Tangguh’s gas sale to U.S. may not be profitable to Indonesia

Thursday, December 2 2004 - 03:20 AM WIB

The sale of liquefied natural gas (LNG) from Tangguh project in Papua to Sempra Energy LNG Corp. in California has the potential to inflict losses to the state. Though the gas price under Henry Hub formula may be higher, but the government’s income will certainly be dropped due to the high transport costs, Koran Tempo newspaper reported in its Thursday edition.

This was revealed by former secretary-general at the Ministry of Mines and Energy Umar Said in his paper presented at a seminar on gas as an alternative to gasoline organized by Koran Tempo recently in Jakarta.

In his paper, Umar cited energy consultant R.W. Beck, who said that the calculation of netback of the gas price from California to Tangguh shows that Indonesia will get only small portion from the value of the gas in the field.
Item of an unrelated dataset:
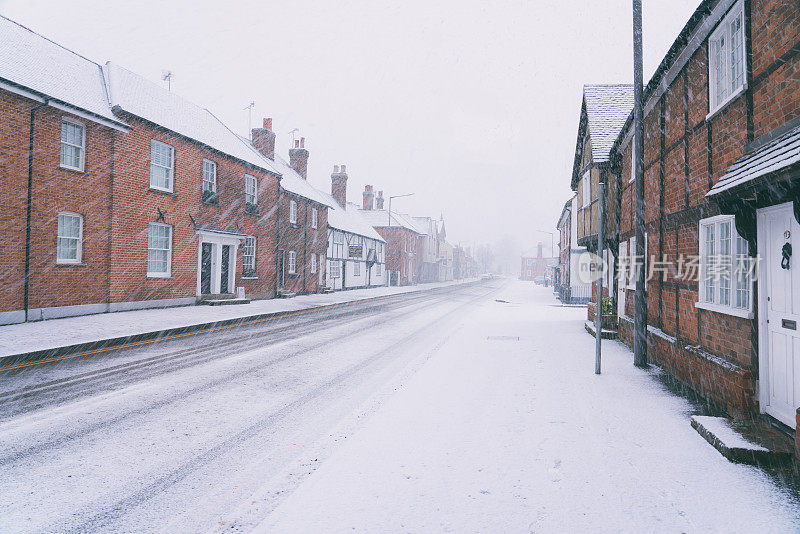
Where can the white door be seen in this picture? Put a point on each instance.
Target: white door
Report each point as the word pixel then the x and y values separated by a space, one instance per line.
pixel 779 287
The main reason for this was the components of the gas price like transportation costs and pipeline rent would not be enjoyed by the Indonesian side. If the price as per Henry Hub formula is fixed at US$3.75 per million British thermal units (MMBTU), the gas, which is inside the field, price will be just $0.50 per MMBTU.

“How pity is that the exporting country like Indonesia’s natural resource is priced $0.50 per MMBTU,” Umar said, adding that Indonesia will suffer losses. (*)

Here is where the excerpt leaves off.